After a chaotic scene at the end of which the documents are still unsigned, Tomy tells the monkeys that humans have a custom: when a deal is under consideration, the doors are closed and not opened until the deal is concluded. Already feeling trapped, Vauvo responds by telling Tomy that monkeys, too, have a custom: a deal can be concluded only after the performance of a sacred dance. To the tune of a jazz band, the monkeys dance their way out of the house, ending Act II. At the beginning of Act III, the disillusioned monkeys are back in the jungle, but they’re not out of the woods yet: Captain Franklin reports hearing two humans discussing a quasi-judicial hearing that will determine who owns the jungle. Vauvo, however, has already arranged for the help of a beast so ferocious that it preys not on any animal but on humans themselves—a lawyer.
The lawyer arrives, and outlines his strategy.

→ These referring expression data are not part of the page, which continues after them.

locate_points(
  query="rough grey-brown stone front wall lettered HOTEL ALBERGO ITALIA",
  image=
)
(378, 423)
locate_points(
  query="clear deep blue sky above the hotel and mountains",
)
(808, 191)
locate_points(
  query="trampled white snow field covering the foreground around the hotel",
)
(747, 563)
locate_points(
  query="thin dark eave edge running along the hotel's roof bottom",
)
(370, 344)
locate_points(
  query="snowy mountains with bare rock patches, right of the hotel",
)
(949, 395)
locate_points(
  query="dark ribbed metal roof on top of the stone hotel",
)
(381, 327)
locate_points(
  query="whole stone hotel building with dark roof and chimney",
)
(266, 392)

The humans will claim that there was an oral contract with the monkeys; so the lawyer will respond that monkeys are brute animals incapable of speech. (He is not concerned about the falsity of the response or the existence of witnesses to the monkeys speaking.) When the hearing begins, it’s presided over not by a judge but by the consul—not, he stresses, the ambassador—which strikes me as legally anomalous. The lawyer for the monkeys adheres to his strategy, dismissing the witnesses to the monkeys speaking as victims of mass suggestion. The monkeys are called as witnesses, but behave like brute animals and refuse to speak (except for one who whispers to a banker who tries to bribe him to speak that he is a wicked usurer; the banker is understandably unwilling to repeat the remark).

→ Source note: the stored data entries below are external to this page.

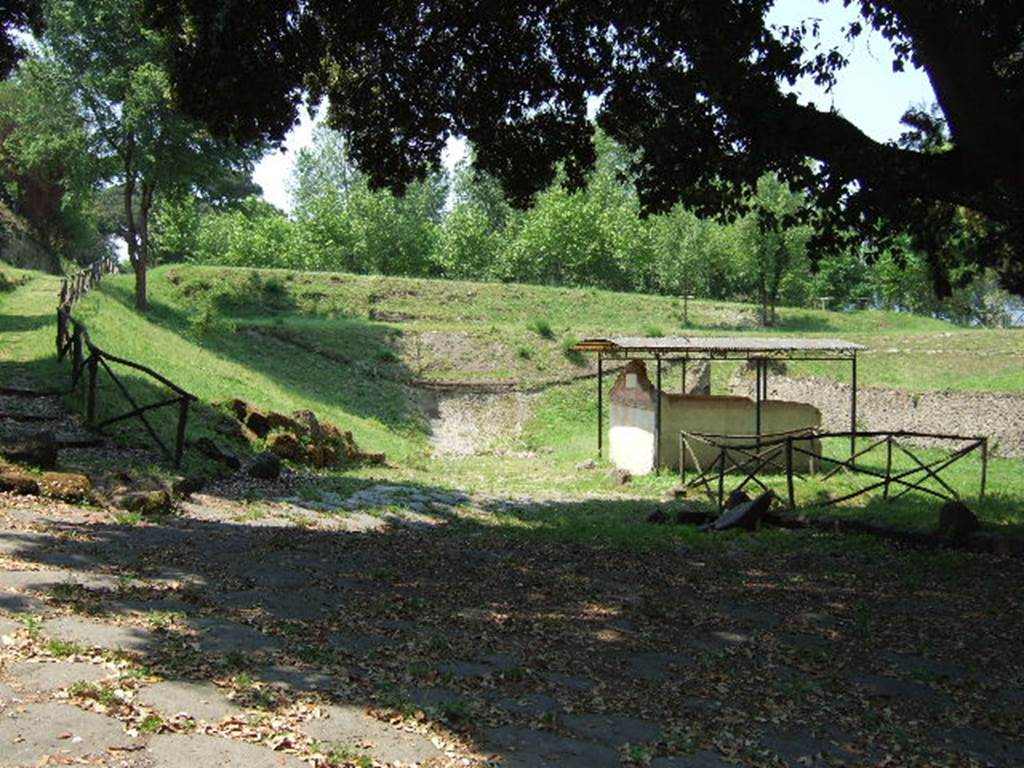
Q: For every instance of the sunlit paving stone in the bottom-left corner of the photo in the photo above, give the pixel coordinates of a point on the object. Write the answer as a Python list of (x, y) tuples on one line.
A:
[(31, 733)]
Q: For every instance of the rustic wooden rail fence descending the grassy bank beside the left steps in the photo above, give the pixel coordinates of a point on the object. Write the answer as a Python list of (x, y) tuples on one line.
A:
[(89, 360)]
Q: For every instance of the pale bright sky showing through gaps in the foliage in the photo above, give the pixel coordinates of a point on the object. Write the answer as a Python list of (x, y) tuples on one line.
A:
[(869, 93)]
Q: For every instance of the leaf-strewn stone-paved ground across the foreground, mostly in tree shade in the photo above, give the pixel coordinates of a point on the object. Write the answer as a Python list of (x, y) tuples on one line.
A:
[(368, 630)]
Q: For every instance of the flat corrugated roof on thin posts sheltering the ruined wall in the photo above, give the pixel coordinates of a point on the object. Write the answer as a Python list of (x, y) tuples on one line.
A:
[(716, 347)]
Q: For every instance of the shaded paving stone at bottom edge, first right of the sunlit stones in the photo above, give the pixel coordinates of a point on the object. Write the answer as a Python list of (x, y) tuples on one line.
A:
[(524, 748)]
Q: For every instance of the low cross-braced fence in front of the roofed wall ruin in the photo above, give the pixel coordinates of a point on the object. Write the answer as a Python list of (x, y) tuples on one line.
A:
[(781, 454)]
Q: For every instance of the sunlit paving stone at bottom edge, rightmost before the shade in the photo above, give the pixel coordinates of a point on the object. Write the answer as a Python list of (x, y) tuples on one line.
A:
[(350, 724)]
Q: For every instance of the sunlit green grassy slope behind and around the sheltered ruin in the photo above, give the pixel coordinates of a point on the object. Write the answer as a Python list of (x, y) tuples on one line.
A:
[(290, 340)]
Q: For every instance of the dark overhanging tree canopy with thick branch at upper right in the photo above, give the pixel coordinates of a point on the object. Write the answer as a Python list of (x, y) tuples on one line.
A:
[(695, 88)]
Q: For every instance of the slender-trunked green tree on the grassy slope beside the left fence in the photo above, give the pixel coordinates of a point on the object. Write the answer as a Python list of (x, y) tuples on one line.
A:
[(117, 67)]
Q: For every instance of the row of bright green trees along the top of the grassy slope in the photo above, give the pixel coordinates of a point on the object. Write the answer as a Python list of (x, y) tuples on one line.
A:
[(463, 229)]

The consul rules that there was no oral contract, in part because he discovers that the person who he thought was a court reporter was actually a newspaper reporter, and he fears a story describing him as a man who will negotiate with monkeys. The human family’s only hope is to ask Rákitáki—not as alienated by their behavior as the rest of the monkeys—to intercede. Tomy finds Rákitáki, but she has already been canoodling with Captain Franklin. She is disappointed first when Tomy refuses to fight with Franklin over her, and again when he is willing to fight after Franklin shreds, with his teeth, the document that Tomy is asking Rákitáki to sign. Tomy departs ignominiously. When the rest of the monkeys return, Franklin tells Rákitáki’s father Sir Tobiás that he is his new son-in-law, and together the monkeys join in screeching at the rising moon. Curtain.

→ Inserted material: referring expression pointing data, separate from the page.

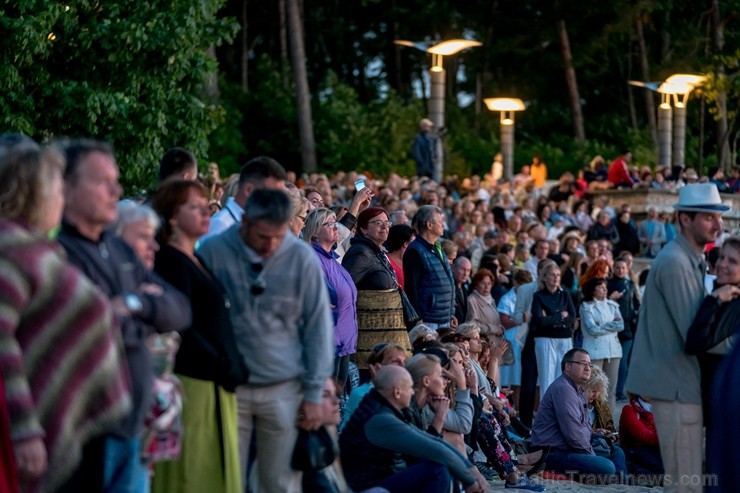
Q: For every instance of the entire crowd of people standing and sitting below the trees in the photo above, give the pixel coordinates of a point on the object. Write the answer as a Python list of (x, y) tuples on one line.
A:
[(437, 335)]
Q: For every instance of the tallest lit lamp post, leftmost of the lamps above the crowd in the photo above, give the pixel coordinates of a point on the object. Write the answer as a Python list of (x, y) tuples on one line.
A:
[(436, 102)]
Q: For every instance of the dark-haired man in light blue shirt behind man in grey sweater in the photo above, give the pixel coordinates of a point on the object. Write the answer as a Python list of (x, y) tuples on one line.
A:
[(260, 172)]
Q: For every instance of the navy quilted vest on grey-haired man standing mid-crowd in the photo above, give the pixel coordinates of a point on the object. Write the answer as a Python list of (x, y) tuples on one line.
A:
[(428, 282)]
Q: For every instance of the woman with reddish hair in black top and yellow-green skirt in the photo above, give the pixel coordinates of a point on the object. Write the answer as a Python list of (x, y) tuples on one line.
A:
[(207, 363)]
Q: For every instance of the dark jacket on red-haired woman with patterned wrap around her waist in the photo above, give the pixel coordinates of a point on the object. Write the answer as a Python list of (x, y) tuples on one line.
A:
[(368, 265)]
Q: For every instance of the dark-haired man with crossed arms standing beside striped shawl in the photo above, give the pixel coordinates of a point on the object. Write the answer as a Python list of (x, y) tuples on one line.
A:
[(142, 301)]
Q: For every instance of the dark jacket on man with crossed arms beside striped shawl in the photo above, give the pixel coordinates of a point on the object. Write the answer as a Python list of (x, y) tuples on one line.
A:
[(113, 266)]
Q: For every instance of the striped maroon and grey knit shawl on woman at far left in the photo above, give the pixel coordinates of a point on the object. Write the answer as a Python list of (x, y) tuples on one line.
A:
[(66, 380)]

Obviously, despite the report in The New York Times, Majomszínház was not based on the Scopes trial. The events are nothing like the events in Dayton, Tennessee, in 1925. The only resemblance—and it’s quite a meager resemblance—is located in the fact that there is, if not a trial, then at least a quasi-judicial hearing in Act III. But it isn’t a hearing involving a question of what is to be taught about evolution. Overall, there isn’t much about evolution in Majomszínház anyhow: a few predictable throwaway jokes—in Act I, for example, a monkey exclaims that he doesn’t believe in Darwinism; it was just invented to flatter the vanity of humans by saying that they are related to monkeys—and nothing more. But I suppose that a theatrical publicist can’t be expected to worry about the accuracy of details when a headline is in the offing!